Вот встает перед глазами стройная фигура дяди Якоба. У него высокий лоб, шапка русых волос изящно обрисовывает широкие виски; нос с легкой горбинкой, голубые глаза, округлый подбородок и нежный добрый рот. На нем штаны из черного ратина, голубой кафтан с медными пуговицами и мягкие сапоги со светло-желтыми отворотами, спереди украшенными шелковой кистью. Дядюшка сидит в кожаном кресле, положив руки на стол, и читает, а солнце отбрасывает на его продолговатое обветренное лицо дрожащие тени виноградных листьев.
Это был человек большой души, убежденный сторонник мира. Ему было под сорок, слыл он за лучшего врача в краю. Потом я узнал, что он любил строить планы всемирного братства и что пачки книг, которые время от времени приносил ему почтальон Фриц, касались этого важного предмета.
Как сейчас вижу все это. Вижу я и нашу Лизбету, добрую старушку с улыбающимся морщинистым лицом. На ней казакин и синяя холщовая юбка; она сидит в углу за прялкой. Вижу и кота Роллера — он дремлет у очага, распушив на полу хвост, а его круглые золотистые глаза блестят в темноте, как глаза совы.
И мне кажется, что сто́ит мне пройти сени, как я окажусь в душистом фруктовом саду, что сто́ит лишь взобраться по деревянной лестнице, ведущей наверх из кухни, как я попаду в свою каморку и вспугну там синиц: мы вместе с, Гансом Аденом, сыном сапожника, ловили их на дудочку. Синих и зеленых синиц…

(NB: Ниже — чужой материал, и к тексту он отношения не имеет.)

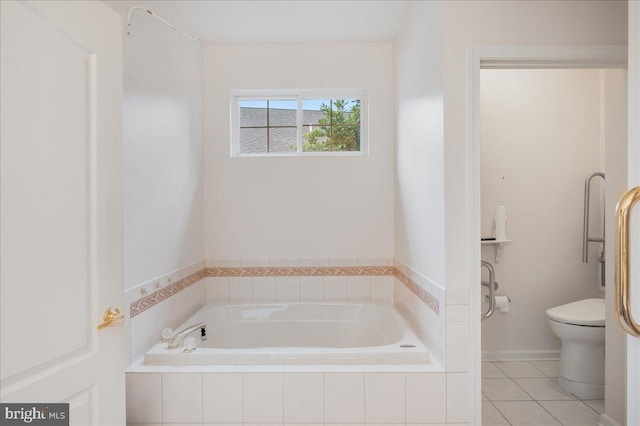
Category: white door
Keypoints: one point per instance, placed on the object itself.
(61, 207)
(633, 343)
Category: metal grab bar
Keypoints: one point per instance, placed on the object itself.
(486, 284)
(585, 232)
(492, 290)
(622, 296)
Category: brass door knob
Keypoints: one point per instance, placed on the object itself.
(111, 316)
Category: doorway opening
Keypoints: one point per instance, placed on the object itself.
(542, 132)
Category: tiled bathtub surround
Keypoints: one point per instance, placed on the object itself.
(169, 300)
(315, 397)
(295, 273)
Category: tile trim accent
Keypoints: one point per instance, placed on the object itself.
(138, 306)
(301, 271)
(421, 293)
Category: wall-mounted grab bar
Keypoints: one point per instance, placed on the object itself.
(492, 290)
(585, 233)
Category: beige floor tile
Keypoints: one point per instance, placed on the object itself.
(544, 389)
(491, 416)
(572, 413)
(490, 371)
(596, 404)
(525, 413)
(518, 369)
(503, 390)
(549, 367)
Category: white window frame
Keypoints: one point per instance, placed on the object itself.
(299, 96)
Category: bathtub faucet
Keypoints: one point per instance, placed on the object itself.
(177, 338)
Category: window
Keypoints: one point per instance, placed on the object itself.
(298, 123)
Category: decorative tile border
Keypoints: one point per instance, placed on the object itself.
(302, 271)
(421, 293)
(141, 305)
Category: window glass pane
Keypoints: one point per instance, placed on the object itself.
(283, 113)
(331, 125)
(253, 141)
(283, 139)
(253, 113)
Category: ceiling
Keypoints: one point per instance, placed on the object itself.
(286, 21)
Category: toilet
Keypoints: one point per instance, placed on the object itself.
(580, 326)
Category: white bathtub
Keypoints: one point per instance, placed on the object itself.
(298, 333)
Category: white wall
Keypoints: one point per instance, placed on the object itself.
(614, 109)
(295, 207)
(540, 138)
(163, 200)
(479, 24)
(419, 168)
(163, 170)
(419, 151)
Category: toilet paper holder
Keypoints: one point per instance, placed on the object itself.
(501, 302)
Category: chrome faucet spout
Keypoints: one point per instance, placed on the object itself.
(177, 338)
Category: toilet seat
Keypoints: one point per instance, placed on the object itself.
(588, 312)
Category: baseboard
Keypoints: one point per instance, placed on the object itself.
(520, 355)
(607, 421)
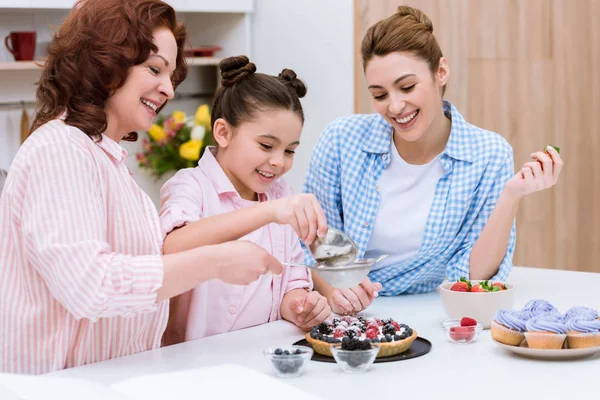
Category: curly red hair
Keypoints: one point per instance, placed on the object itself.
(90, 55)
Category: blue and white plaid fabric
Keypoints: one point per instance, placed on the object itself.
(344, 169)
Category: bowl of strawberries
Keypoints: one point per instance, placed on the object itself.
(476, 298)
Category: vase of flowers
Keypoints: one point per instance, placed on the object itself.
(175, 142)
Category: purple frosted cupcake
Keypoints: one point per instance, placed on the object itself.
(508, 327)
(583, 332)
(581, 312)
(536, 307)
(546, 331)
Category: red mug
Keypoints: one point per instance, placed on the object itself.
(22, 45)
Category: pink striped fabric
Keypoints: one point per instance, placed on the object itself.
(80, 263)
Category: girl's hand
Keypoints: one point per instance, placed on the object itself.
(353, 300)
(540, 174)
(304, 213)
(307, 309)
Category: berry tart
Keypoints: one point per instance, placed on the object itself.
(393, 337)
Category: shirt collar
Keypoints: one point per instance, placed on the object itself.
(459, 142)
(112, 148)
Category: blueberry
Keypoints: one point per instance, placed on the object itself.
(356, 359)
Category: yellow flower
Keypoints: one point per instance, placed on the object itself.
(190, 150)
(179, 116)
(203, 116)
(157, 133)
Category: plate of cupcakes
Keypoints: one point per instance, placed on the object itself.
(540, 330)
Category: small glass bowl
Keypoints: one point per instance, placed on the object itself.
(288, 362)
(461, 334)
(354, 360)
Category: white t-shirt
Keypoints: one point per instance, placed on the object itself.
(406, 192)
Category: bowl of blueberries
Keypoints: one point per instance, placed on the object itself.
(288, 362)
(355, 355)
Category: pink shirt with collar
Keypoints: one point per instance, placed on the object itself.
(80, 256)
(216, 307)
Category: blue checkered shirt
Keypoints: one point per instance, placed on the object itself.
(347, 162)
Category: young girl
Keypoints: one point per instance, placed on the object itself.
(237, 192)
(415, 180)
(82, 277)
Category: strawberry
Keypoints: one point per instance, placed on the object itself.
(459, 333)
(460, 287)
(477, 288)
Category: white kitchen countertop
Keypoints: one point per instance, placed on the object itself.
(449, 371)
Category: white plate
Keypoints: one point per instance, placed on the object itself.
(550, 354)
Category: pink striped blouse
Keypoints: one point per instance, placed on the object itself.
(80, 263)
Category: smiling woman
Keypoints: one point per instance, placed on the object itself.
(440, 195)
(82, 277)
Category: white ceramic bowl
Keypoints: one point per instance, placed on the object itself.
(481, 306)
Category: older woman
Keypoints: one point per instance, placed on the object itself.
(82, 278)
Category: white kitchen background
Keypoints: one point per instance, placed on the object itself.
(313, 37)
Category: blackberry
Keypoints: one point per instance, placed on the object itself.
(357, 359)
(388, 329)
(325, 328)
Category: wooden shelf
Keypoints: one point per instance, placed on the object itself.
(32, 65)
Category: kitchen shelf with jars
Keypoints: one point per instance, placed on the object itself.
(217, 29)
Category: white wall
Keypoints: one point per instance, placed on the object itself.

Элиза Мейер, дочурка бургомистра, часто забегала полюбоваться на них и просила подарить ей синичку. А когда мы с Гансом Аденом, Людвигом, Францем Сепелем и Карлом Штенгером гнали коров и коз на Биркенвальдское пастбище, она вечно цеплялась за мою куртку и упрашивала:
— Фрицель, позволь и мне проводить вашу корову. Не прогоняй меня!

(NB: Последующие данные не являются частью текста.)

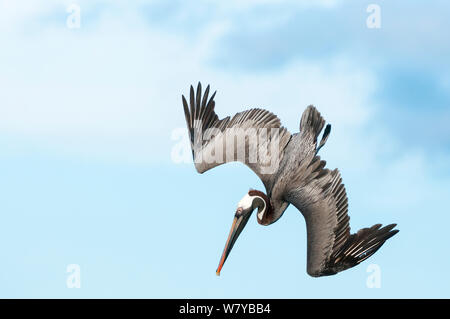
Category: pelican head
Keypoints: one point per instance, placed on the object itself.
(252, 200)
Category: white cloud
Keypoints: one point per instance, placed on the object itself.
(113, 90)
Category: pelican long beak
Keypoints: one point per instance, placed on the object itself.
(240, 220)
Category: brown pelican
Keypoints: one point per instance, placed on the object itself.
(296, 175)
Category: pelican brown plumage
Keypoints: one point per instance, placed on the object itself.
(295, 175)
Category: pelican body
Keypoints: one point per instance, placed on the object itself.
(296, 175)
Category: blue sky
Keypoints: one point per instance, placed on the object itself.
(90, 118)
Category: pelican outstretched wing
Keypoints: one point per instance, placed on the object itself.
(254, 137)
(321, 197)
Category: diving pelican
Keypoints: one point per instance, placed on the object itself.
(296, 175)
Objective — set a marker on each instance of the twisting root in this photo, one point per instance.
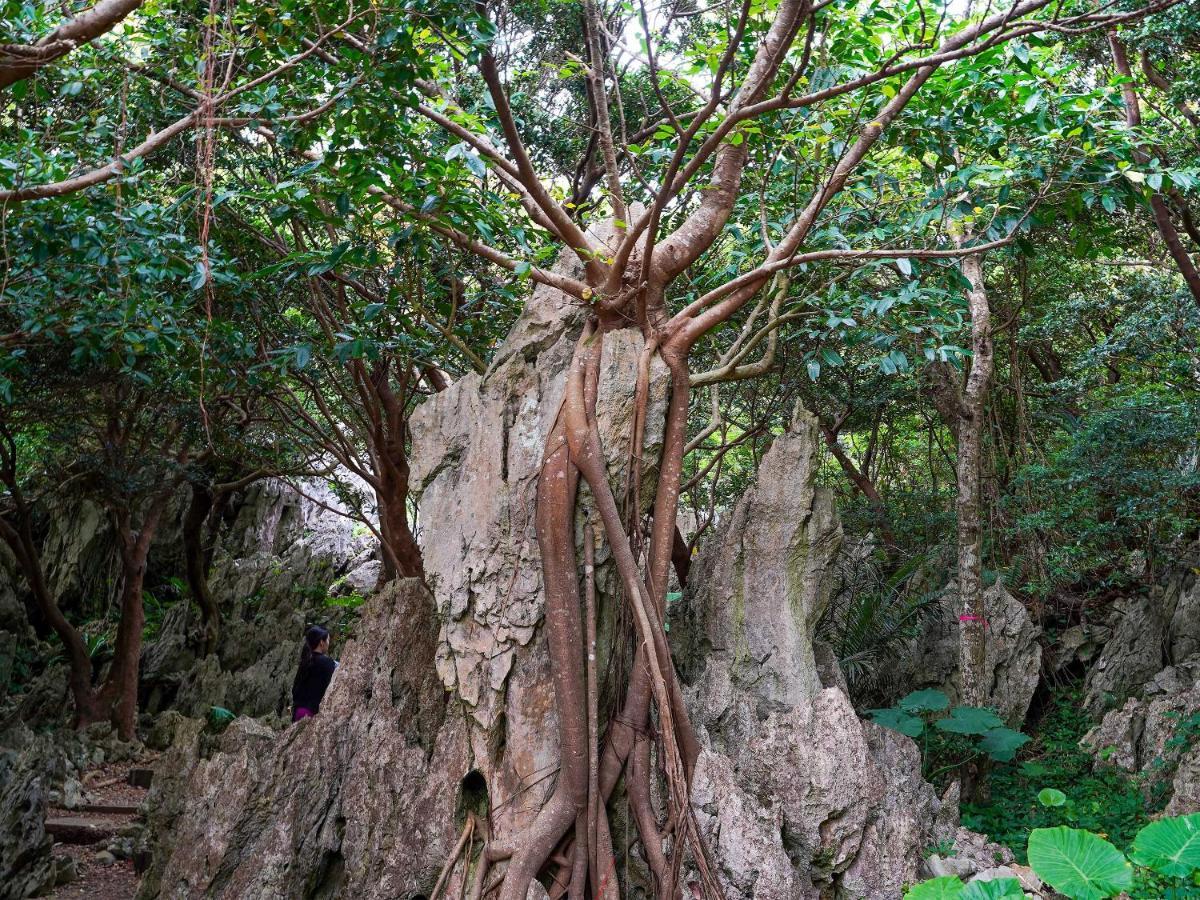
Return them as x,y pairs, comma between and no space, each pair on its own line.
570,833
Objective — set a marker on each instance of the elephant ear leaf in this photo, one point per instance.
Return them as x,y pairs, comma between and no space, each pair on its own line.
970,720
1001,744
1170,846
1079,864
995,889
945,888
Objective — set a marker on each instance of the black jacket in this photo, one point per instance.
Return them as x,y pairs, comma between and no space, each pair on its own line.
311,682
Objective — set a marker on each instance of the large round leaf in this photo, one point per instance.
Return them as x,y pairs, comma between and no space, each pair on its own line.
970,720
1001,744
945,888
898,720
1170,846
995,889
1079,864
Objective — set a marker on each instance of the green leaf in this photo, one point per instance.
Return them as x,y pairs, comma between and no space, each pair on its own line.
1051,797
1079,864
1001,744
994,889
925,701
970,720
220,718
1170,846
945,888
898,720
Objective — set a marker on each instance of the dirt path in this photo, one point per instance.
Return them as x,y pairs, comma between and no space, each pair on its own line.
113,804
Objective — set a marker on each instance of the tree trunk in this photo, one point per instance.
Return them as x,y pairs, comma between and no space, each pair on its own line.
865,486
21,540
973,624
196,564
119,694
401,555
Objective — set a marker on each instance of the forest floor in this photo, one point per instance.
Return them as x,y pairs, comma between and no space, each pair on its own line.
113,804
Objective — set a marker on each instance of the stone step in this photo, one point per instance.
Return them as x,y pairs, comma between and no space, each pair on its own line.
69,829
120,809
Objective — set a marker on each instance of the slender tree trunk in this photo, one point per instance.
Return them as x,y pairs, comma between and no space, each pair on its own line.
19,538
196,563
865,486
119,693
973,624
402,556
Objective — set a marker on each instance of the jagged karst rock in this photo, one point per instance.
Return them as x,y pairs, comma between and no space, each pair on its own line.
477,454
762,582
271,571
797,797
349,802
1133,653
1183,629
357,802
1014,655
1078,643
27,865
1152,735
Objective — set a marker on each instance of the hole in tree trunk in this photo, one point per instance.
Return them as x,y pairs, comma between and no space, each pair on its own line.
473,796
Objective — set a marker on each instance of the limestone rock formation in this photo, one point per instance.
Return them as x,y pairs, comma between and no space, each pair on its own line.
25,863
1014,655
351,802
358,802
761,585
1132,655
1157,735
271,571
798,797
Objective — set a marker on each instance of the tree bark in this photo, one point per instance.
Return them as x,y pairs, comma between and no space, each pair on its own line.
863,483
19,63
196,563
972,619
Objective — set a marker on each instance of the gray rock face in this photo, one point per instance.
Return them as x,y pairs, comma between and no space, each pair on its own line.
270,574
1183,631
27,867
360,801
797,797
1132,655
1153,735
761,585
1014,657
477,454
351,803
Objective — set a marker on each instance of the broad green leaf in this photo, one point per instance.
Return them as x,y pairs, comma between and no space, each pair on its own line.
1001,744
1079,864
945,888
970,720
898,720
995,889
1170,846
925,701
1051,797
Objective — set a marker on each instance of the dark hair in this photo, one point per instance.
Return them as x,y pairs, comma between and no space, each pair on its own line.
312,639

И я отдавал ей хлыст. Мы все вместе разводили костер на лугу и пекли в золе картошку.
О, благодатные времена! Как все было спокойно и мирно! Как безмятежно текла жизнь! Мы не знали никаких тревог. Понедельник, вторник, среда — все дни недели шли однообразной чередой.

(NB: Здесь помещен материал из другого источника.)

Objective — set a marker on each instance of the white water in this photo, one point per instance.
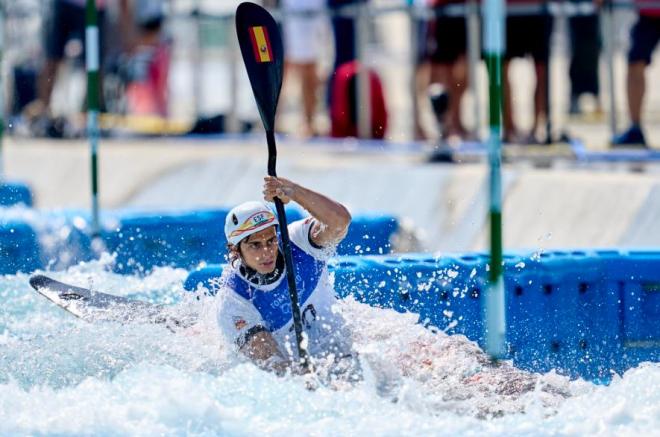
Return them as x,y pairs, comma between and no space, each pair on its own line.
60,375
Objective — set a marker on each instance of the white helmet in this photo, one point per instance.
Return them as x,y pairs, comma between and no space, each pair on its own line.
247,219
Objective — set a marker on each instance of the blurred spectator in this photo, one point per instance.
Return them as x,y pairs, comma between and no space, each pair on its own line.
526,35
147,57
420,31
64,36
303,32
447,51
584,32
645,35
343,28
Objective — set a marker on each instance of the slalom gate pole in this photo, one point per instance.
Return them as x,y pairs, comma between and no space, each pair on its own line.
92,60
494,300
2,94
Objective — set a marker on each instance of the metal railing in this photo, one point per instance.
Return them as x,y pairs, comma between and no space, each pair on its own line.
196,19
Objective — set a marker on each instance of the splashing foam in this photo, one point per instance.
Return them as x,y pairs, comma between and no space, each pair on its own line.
439,373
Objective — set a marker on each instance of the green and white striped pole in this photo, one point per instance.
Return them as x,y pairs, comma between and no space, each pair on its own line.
93,103
2,94
494,303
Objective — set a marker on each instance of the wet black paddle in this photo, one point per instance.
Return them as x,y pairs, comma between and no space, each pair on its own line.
263,55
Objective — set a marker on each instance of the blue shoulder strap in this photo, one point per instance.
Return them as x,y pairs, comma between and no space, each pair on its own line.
275,305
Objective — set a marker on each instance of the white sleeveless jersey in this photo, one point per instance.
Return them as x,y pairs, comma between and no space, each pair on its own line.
245,308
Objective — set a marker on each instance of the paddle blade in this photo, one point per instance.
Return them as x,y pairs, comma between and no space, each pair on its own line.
263,55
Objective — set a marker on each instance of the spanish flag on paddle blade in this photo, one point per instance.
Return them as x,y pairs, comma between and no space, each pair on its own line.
261,44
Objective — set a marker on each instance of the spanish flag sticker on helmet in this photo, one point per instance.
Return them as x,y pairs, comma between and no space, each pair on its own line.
247,219
261,44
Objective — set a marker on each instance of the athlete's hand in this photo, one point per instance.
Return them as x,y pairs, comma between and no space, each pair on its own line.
281,188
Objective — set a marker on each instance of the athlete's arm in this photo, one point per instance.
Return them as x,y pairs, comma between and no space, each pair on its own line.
332,218
262,349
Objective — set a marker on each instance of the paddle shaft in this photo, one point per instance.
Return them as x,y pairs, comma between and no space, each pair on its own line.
288,258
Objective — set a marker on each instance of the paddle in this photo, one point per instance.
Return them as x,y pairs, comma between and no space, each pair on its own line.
261,47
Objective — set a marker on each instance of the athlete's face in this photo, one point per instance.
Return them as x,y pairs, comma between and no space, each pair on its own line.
260,250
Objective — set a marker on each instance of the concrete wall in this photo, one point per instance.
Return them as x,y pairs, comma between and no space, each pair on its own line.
574,206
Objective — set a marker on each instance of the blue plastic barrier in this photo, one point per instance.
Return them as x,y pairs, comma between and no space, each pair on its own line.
584,313
19,248
15,193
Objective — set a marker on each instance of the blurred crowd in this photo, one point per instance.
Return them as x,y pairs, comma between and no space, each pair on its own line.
141,53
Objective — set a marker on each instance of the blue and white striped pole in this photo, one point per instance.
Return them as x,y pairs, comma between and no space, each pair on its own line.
494,302
92,59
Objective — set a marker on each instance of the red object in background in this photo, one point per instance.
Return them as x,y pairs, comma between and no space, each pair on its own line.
148,95
343,114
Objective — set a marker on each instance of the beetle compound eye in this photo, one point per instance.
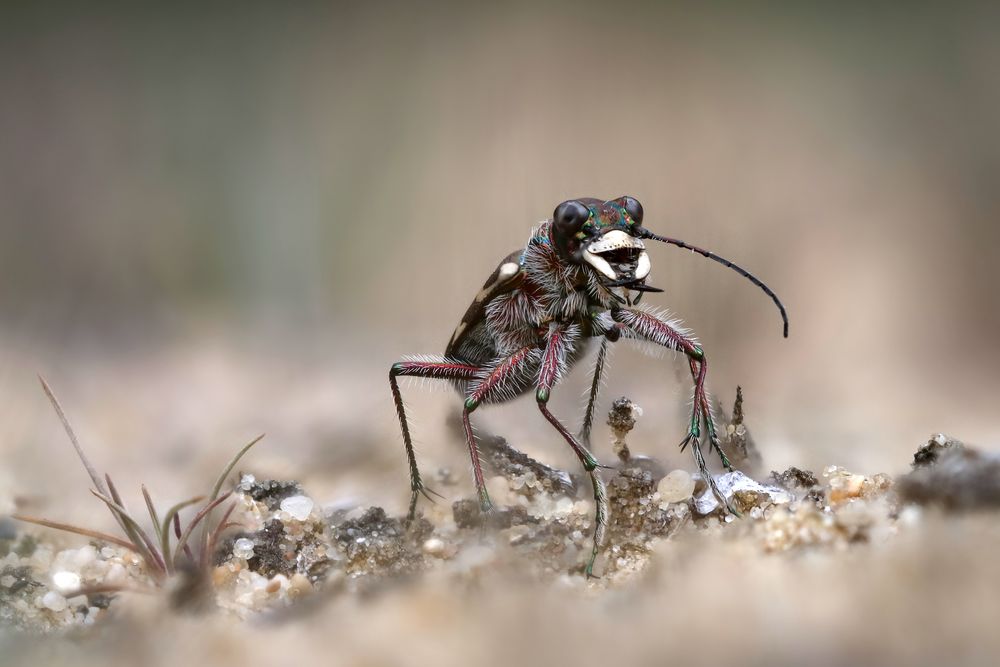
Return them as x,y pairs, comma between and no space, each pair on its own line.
634,209
569,217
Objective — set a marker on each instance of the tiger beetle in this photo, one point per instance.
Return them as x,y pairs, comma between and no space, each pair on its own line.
580,277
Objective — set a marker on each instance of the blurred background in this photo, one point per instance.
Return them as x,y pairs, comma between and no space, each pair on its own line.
221,221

Вставали мы каждый день в один и тот же час, одевались, садились завтракать — ели вкусную мучную похлебку, приготовленную Лизбетой. Потом дядя уезжал верхом на лошади, я же убегал из дому — расставлял западни и силки на певчих дроздов, на воробьев или зеленушек, в зависимости от времени года.
В полдень мы возвращались, ели капусту с салом, лапшу или пышки. Затем я пас стадо или обходил силки, а в знойные дни купался в Кейхе.
К вечеру, бывало, и дядя, и Лизбета, и я изрядно проголодаемся и, сидя за столом, прославляем творца за его милости.